L'année dernière, un groupe d'employés de SpaceX a rédigé une lettre ouverte exprimant son inquiétude quant au comportement de Musk "souvent distrayant et embarrassant". À l’époque, Musk tentait d’acquérir Twitter, qu’il rebaptisera plus tard X après avoir pris le contrôle de l’entreprise. SpaceX a ensuite licencié l'employé qui avait aidé à rédiger la lettre.
Dans une plainte déposée mercredi, le NLRB a accusé SpaceX d'avoir interrogé des employés sur leur implication dans la rédaction de la lettre et d'avoir dit aux employés de ne pas discuter des entretiens. La porte-parole du NLRB, Kayla Blado, a déclaré à Reuters que SpaceX avait violé le droit fédéral des travailleurs à lutter collectivement pour de meilleures conditions.

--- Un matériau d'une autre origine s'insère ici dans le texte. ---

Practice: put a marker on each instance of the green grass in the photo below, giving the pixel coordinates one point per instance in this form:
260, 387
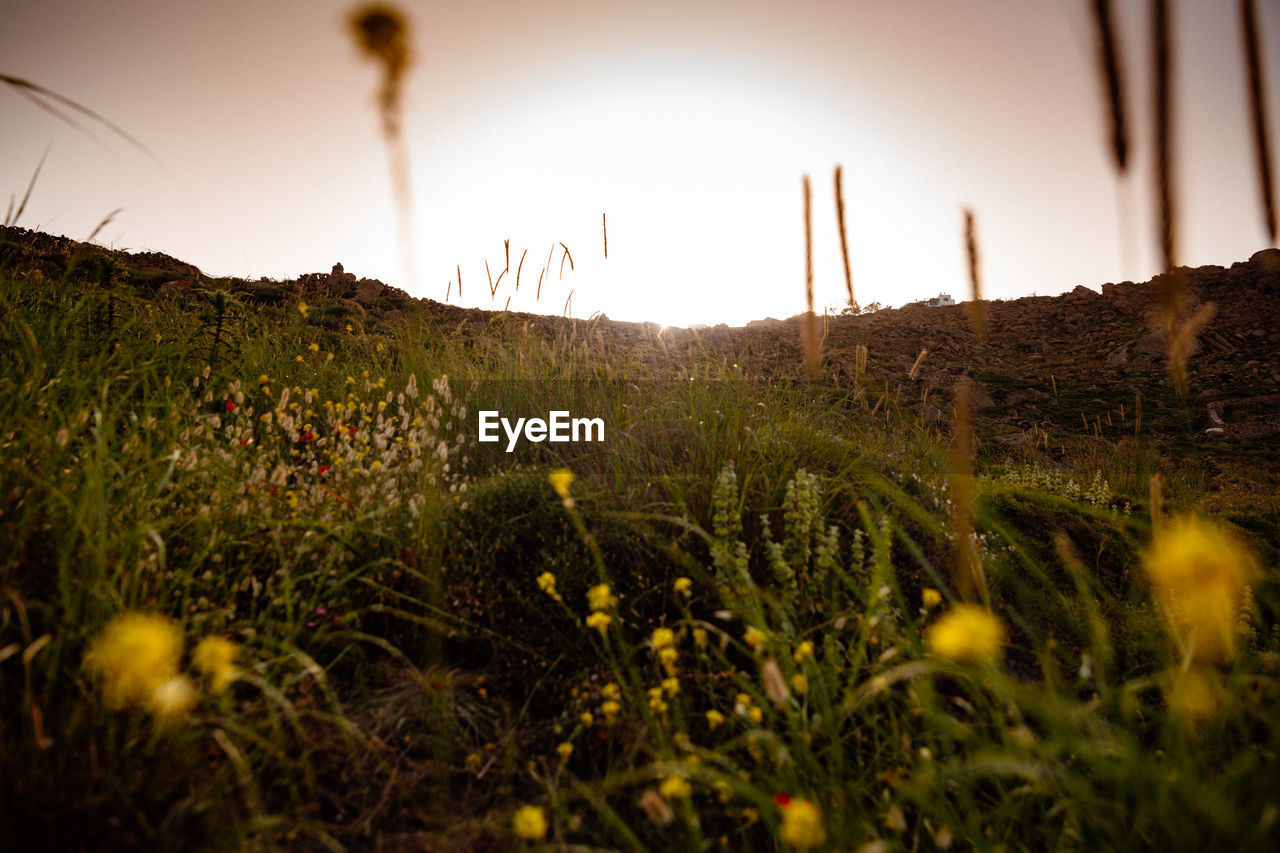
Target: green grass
405, 683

L'agence pour l'emploi a affirmé que SpaceX "créait une impression de surveillance" en lisant et en montrant des captures d'écran de messages entre employés, ajoutant que l'entreprise avait tenté d'empêcher les employés de distribuer la lettre ouverte. SpaceX aurait également « demandé aux employés de démissionner et menacé de les licencier » s'ils participaient à des activités organisées.
Le NLRB exige que SpaceX publie un avis sur les droits des employés dans un délai de 120 jours et souhaite que l'entreprise écrive une lettre d'excuses à chaque employé licencié. Un juge administratif du NLRB (ALJ) tiendra une audience le 5 mars 2024, à condition que SpaceX ne tente pas de régler les accusations. Toute décision du juge peut faire l'objet d'un appel auprès de la commission et de la cour d'appel fédérale.